I used this recipe as a starting point as this was my first time braising short ribs.  It was quite complex, so I decided to take a few shortcuts and modified the ingredients.   Slow-Braised Short Ribs, Lardons, and Baby Vegetables 

Ingredients

  • 5 lbs. beef short ribs (mine were bone out, but bone in will help develop a richer flavor so that would be my recommendation if I make this again)
  • 1 1/2 teaspoons salt
  • 1/2 teaspoon pepper
  • 2 tablespoons olive oil
  • 1 large onion, coarsely chopped
  • 2 small jalapeno peppers, finely diced
  • 4 cloves garlic, diced
  • 3 tablespoons tomato paste
  • 1 1/2 cup red wine
  • 1/3 cup red-wine vinegar
  • 1 quart chicken or beef stock
  • 1 cup water
  • 1 beef bouillon cube
  • 3 fresh thyme sprigs
  • 6 fresh sage leaves, finely chopped
  • 3 fresh rosemary sprigs, finely chopped
  • 2 dried bay leaves
  • 3 handfuls baby carrots (or 3 large carrots, diced)
  • 2 handfuls of small potatoes

Method

  • Preheat oven to 325°F.
  • Make sure ribs are dry, and sprinkle with salt and pepper.
  • Heat oil in a wide 6-8 quart heavy pot over medium-high heat, then brown ribs on all sides.  I used tongs to turn them every 4-5 minutes and sear them on each side.  When done, remove from the pot and leave them on a plate until later.
  • In the same pan, reduce heat to medium and add onion, jalapeño, garlic and sprinkle with salt.  Cook about 6 minutes until the onions are translucent.
  • Stir in tomato paste, red wine, vinegar, stock and water and bring to a light boil for 5 minutes.
  • Add bullion cube, thyme, rosemary, sage and bay leaf and simmer for 5 minutes.
  • Add ribs back to the pot along with any juices.
  • Cover pot tightly and transfer to oven.
  • Braise ribs until meat is very tender, 2 1/2 to 3 hours.
  • After 2 hours, add carrots and potatoes and continue to cook.
  • Remove from oven when meat is tender, stick a fork in it and twist, if it moves easily it’s done.
  • Let stand, uncovered, until fat rises to surface, about 15 minutes, then skim fat with a metal spoon.
  • Pull chunks off meat off with tongs and serve in a bowl.  Remember to grab some off the potatoes and carrots and spoon on lots of broth.

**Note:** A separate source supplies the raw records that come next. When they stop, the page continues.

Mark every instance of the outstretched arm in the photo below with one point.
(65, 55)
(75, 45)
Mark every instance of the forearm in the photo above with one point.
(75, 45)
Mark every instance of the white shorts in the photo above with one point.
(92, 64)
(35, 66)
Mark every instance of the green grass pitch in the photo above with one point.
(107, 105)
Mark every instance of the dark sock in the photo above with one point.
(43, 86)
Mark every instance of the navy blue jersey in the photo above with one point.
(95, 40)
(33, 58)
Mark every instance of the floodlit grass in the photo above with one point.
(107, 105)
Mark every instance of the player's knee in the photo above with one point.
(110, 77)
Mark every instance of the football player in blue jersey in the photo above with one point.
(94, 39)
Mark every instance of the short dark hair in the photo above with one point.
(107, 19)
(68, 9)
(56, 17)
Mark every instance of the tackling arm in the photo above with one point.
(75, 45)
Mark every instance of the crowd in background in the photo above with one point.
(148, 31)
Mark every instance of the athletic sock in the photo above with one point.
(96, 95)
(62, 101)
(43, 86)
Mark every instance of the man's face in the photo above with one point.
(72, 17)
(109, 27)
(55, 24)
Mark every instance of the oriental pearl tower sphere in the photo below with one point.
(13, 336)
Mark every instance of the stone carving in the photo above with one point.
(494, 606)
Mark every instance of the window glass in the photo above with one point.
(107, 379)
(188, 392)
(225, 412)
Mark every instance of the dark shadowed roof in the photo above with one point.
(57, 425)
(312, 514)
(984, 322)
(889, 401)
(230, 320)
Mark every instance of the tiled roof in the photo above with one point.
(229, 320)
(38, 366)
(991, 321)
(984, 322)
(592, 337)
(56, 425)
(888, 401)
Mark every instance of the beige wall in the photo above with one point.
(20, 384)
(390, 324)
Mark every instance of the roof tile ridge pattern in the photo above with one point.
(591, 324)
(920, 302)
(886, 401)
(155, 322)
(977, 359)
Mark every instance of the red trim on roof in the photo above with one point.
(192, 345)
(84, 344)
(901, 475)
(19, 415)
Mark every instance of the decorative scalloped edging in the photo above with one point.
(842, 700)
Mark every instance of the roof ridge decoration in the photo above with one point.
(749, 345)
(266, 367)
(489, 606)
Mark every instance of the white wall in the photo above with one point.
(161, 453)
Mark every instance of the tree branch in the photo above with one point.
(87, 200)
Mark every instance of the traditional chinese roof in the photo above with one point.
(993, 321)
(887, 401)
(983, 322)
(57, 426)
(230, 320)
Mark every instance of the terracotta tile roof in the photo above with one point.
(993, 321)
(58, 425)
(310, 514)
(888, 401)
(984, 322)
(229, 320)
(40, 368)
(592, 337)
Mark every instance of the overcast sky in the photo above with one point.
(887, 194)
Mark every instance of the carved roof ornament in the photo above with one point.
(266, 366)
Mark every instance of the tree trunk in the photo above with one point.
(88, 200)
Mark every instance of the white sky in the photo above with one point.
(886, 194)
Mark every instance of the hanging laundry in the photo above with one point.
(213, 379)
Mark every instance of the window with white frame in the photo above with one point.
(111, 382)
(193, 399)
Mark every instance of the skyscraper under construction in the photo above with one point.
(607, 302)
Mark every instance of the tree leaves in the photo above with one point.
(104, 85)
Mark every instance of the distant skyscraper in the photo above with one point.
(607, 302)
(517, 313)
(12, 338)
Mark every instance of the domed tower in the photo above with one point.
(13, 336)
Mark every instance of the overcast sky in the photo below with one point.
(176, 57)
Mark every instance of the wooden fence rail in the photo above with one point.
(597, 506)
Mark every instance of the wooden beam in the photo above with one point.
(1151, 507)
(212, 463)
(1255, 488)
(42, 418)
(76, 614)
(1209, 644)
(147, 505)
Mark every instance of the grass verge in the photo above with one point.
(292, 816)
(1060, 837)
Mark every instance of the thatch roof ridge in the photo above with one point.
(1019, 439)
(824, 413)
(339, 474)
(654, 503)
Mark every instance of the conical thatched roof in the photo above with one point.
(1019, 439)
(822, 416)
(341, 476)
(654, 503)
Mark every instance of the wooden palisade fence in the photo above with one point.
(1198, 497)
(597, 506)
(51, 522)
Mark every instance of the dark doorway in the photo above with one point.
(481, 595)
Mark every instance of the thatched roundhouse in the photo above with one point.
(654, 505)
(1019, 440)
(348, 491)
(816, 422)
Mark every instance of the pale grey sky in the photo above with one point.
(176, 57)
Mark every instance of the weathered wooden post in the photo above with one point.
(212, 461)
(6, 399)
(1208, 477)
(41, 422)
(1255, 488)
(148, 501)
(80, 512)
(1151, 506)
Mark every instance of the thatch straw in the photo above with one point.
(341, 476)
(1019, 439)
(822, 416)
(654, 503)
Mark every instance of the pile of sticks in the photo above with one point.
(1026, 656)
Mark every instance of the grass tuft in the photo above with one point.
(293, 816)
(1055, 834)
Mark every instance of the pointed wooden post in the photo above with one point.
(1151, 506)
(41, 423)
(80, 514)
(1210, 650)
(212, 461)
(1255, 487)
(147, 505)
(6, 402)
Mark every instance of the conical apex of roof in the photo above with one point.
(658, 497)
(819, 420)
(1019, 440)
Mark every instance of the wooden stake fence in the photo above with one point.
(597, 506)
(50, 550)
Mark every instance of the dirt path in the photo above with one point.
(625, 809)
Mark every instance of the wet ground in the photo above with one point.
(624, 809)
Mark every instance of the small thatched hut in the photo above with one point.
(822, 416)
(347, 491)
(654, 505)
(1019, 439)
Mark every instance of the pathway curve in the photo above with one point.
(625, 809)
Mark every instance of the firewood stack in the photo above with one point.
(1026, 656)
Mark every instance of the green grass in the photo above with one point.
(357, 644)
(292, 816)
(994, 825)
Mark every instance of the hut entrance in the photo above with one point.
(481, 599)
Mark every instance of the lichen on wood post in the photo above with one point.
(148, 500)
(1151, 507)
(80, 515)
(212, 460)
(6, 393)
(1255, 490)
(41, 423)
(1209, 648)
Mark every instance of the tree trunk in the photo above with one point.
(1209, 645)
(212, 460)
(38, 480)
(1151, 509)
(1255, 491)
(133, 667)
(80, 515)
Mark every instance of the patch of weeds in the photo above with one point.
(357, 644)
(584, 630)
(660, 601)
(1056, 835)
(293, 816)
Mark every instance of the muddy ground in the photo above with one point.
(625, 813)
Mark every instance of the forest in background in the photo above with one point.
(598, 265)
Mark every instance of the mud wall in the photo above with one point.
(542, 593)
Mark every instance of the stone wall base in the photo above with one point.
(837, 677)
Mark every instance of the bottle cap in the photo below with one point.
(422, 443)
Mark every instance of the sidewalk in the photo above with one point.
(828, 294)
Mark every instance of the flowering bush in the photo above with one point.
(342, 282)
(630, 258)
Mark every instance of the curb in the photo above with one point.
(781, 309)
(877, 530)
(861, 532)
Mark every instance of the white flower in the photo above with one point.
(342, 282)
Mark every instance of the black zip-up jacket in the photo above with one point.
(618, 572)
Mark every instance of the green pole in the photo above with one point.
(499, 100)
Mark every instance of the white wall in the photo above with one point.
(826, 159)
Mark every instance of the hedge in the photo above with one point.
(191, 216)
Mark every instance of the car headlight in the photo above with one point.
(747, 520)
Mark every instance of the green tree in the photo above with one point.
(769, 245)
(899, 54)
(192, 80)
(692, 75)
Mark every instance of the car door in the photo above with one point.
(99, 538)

We had this over the weekend, and the meat was perfectly tender and had amazing flavor.  I served it on a plate with a side of potatoes, carrots and zucchini hash.  In the process of cleaning up I took a spoonful of broth to see how it tasted on it’s own and it was AMAZING!  I highly recommend serving this in a bowl (I put it on a plate so I didn’t get enough broth but will know better next time).  The broth is where all the wonderful flavor lies, you can taste the garlic, herbs, meat juices…. it’s divine.  I’d treat this more like a meaty stew so you get a good portion of brothy goodness to meaty ribs.